Bad news for American middle class (0)

Anonymous Coward | about 2 years ago | (#39875051)

Our great Universities are now training millions of workers from around the world. All of these people will be competing with the American middle class, driving wages down. It is what it is, but its not necessarily a good thing.

The Americans who are maintaining their standard of living are somehow protected against foreign competition. This protected class is getting smaller and smaller. I wish I had studied plumbing instead of science.

spherical planet (1)

FunkDup (995643) | about 2 years ago | (#39876269)

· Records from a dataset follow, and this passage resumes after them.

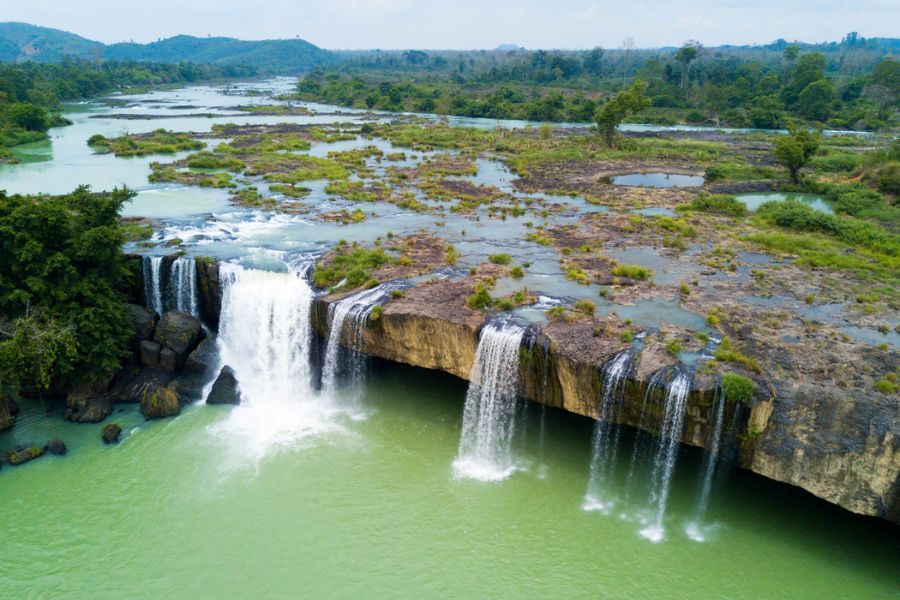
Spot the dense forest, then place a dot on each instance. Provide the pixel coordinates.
(30, 93)
(851, 85)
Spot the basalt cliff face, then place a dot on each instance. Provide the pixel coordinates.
(841, 446)
(838, 444)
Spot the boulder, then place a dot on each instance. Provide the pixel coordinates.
(168, 360)
(56, 447)
(225, 389)
(180, 332)
(111, 433)
(150, 353)
(160, 402)
(204, 358)
(89, 403)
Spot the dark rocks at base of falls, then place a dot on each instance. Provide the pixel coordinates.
(179, 333)
(225, 389)
(170, 361)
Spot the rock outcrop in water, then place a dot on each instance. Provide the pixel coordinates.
(225, 389)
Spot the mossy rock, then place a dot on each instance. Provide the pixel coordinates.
(160, 402)
(24, 454)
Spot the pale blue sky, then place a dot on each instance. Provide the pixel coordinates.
(387, 24)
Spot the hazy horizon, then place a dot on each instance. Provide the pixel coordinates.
(401, 24)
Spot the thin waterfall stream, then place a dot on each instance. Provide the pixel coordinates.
(485, 446)
(676, 393)
(606, 429)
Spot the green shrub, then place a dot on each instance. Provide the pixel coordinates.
(481, 299)
(632, 272)
(720, 204)
(738, 388)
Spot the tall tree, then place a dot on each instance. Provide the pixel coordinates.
(795, 149)
(625, 103)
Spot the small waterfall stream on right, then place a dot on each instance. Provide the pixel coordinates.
(606, 429)
(485, 445)
(677, 381)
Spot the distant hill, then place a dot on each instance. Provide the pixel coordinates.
(20, 41)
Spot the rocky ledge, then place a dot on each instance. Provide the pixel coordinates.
(840, 445)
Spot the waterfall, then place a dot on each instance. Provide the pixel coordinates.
(485, 446)
(354, 310)
(606, 430)
(152, 271)
(710, 460)
(676, 394)
(183, 286)
(265, 335)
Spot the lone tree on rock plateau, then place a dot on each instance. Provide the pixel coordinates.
(625, 103)
(795, 149)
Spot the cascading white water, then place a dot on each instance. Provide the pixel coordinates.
(183, 285)
(265, 335)
(677, 391)
(153, 289)
(357, 309)
(485, 446)
(606, 430)
(694, 529)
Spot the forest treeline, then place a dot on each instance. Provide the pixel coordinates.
(851, 85)
(31, 93)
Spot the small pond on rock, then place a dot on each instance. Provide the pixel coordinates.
(657, 180)
(754, 201)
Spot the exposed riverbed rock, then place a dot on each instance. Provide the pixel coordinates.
(225, 389)
(8, 409)
(56, 447)
(180, 333)
(111, 433)
(160, 402)
(203, 359)
(89, 403)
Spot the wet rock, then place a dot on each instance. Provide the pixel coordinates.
(168, 360)
(149, 352)
(180, 332)
(111, 433)
(89, 403)
(210, 292)
(203, 359)
(130, 384)
(143, 321)
(23, 454)
(56, 447)
(160, 402)
(225, 389)
(8, 408)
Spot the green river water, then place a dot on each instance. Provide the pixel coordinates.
(220, 502)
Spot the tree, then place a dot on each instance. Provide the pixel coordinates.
(795, 149)
(62, 270)
(686, 55)
(815, 100)
(625, 103)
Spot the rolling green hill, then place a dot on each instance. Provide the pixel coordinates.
(21, 42)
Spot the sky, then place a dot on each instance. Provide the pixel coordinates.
(467, 24)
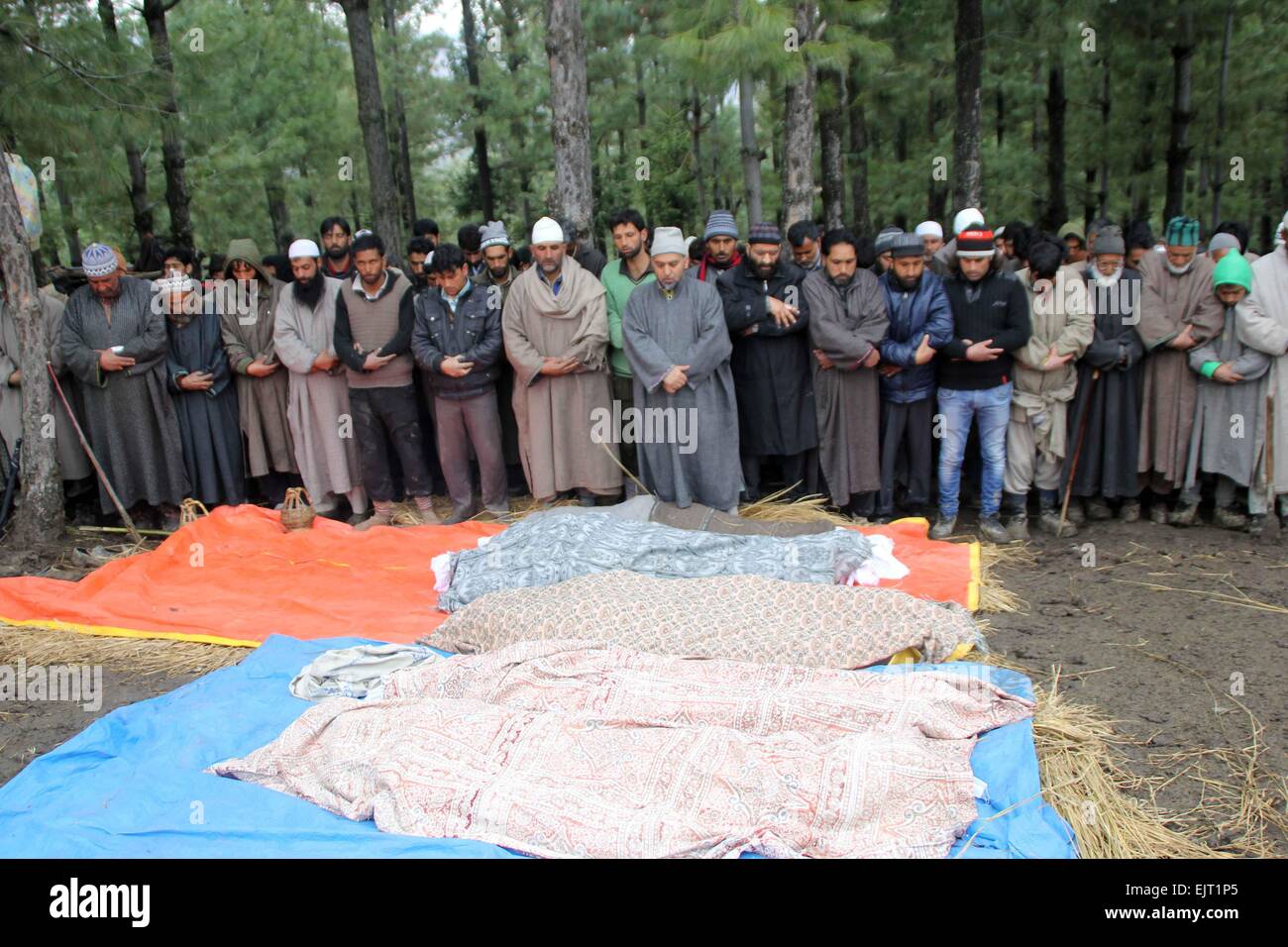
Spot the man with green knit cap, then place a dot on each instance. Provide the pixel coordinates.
(1177, 312)
(1228, 441)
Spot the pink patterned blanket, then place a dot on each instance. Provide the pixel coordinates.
(566, 749)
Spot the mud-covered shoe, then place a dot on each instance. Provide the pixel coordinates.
(1048, 521)
(943, 527)
(1229, 518)
(381, 517)
(992, 530)
(1018, 527)
(1098, 510)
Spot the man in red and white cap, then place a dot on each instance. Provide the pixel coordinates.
(991, 320)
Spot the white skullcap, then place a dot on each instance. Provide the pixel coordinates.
(303, 248)
(548, 231)
(669, 240)
(965, 218)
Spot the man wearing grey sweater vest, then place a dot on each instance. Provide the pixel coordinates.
(374, 320)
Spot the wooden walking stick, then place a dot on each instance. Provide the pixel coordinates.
(1077, 450)
(89, 453)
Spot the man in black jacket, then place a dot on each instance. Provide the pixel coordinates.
(991, 320)
(768, 316)
(458, 343)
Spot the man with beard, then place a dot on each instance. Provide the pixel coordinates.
(588, 257)
(1229, 436)
(336, 240)
(204, 397)
(1177, 312)
(921, 322)
(458, 343)
(768, 318)
(114, 342)
(1270, 295)
(374, 322)
(632, 269)
(1107, 399)
(494, 282)
(719, 247)
(991, 320)
(248, 316)
(1044, 381)
(678, 346)
(420, 252)
(931, 241)
(848, 322)
(318, 412)
(803, 236)
(469, 237)
(555, 329)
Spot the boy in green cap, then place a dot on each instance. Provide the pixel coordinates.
(1228, 440)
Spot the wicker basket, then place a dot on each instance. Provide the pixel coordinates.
(297, 513)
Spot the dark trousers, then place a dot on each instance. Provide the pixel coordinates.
(463, 423)
(906, 429)
(384, 416)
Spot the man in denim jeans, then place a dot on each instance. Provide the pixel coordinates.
(991, 320)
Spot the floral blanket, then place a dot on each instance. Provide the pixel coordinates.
(565, 749)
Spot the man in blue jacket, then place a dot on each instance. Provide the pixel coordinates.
(921, 321)
(456, 341)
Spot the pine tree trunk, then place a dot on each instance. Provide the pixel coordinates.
(1177, 147)
(750, 153)
(40, 517)
(799, 124)
(472, 68)
(969, 46)
(372, 118)
(138, 189)
(402, 144)
(171, 138)
(570, 125)
(1220, 166)
(696, 133)
(1056, 208)
(68, 213)
(861, 215)
(831, 124)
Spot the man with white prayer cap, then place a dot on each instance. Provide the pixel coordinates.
(555, 330)
(318, 412)
(678, 344)
(115, 343)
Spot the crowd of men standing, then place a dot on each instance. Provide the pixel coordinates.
(881, 372)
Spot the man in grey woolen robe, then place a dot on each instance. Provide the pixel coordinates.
(848, 322)
(115, 343)
(677, 341)
(204, 394)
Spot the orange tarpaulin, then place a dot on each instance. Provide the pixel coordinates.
(237, 577)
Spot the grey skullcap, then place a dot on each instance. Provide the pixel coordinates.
(669, 240)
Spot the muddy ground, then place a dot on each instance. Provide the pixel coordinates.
(1172, 668)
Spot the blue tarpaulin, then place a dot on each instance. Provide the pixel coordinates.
(132, 784)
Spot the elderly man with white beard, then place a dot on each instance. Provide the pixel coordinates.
(678, 344)
(1108, 393)
(1177, 311)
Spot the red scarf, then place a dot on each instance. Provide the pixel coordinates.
(706, 260)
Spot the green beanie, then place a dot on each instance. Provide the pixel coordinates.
(1233, 270)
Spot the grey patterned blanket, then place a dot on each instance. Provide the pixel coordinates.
(555, 547)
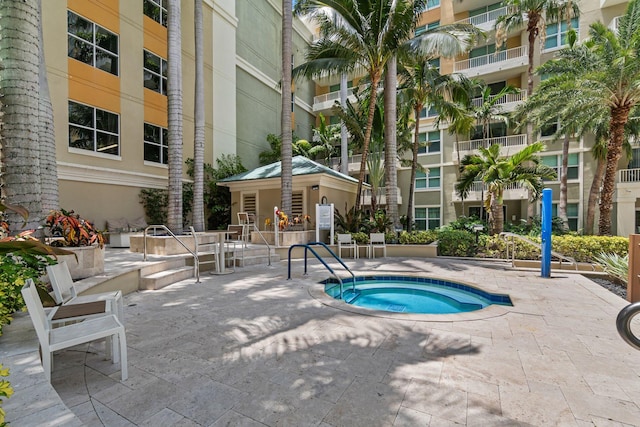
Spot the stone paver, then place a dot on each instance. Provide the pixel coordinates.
(254, 349)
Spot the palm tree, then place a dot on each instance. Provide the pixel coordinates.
(496, 172)
(174, 102)
(361, 35)
(286, 178)
(605, 71)
(19, 77)
(421, 86)
(199, 137)
(534, 15)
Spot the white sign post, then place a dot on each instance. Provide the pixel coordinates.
(324, 221)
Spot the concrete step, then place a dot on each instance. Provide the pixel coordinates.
(160, 279)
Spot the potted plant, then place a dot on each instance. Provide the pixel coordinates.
(74, 233)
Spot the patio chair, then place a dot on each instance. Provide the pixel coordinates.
(65, 292)
(376, 241)
(53, 339)
(346, 242)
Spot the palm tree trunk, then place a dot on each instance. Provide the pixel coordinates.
(619, 117)
(199, 137)
(286, 178)
(375, 80)
(391, 146)
(594, 193)
(20, 81)
(562, 204)
(414, 166)
(46, 135)
(174, 102)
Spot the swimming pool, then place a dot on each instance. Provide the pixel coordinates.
(407, 294)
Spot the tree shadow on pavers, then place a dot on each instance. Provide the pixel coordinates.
(284, 358)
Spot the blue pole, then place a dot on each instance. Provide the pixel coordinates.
(545, 266)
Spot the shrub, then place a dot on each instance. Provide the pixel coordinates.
(14, 271)
(418, 237)
(615, 265)
(456, 243)
(587, 248)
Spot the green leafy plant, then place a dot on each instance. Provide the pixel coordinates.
(74, 230)
(614, 265)
(456, 243)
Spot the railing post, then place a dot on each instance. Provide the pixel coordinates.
(633, 282)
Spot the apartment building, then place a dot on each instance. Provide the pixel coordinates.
(106, 62)
(435, 200)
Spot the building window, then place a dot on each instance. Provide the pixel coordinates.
(156, 144)
(156, 10)
(555, 162)
(92, 44)
(155, 72)
(427, 218)
(557, 33)
(429, 142)
(428, 180)
(572, 214)
(93, 129)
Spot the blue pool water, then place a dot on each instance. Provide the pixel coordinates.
(406, 294)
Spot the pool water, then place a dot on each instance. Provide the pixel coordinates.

Seriously, when the fuck is "fall"? Every time I see that shit I have to figure out when "spring" is and then deduct six months and I'm still not sure.

Chuck it on the pile with your football stadiums, libaries of congress, Farenheits, the Kings thumb and his servants foot, and burn the whole fucking lot.

More busythink (1)

Sqreater (895148) | about 2 years ago | (#39877541)

Education for the sake of education is a waste of time and effort. We live in a credentialist society, and the only thing that matters is the paper you get from your academic efforts. But I guess this kind of thing allows the macroparasitic education institutions to assuage their consciences as they jack up the cost of the actual paper education (the REAL education) they sell to their students at relentlessly rising cost. "Are we not wonderful? We provide education for free (or "low" cost) to the lumpenproletariat!"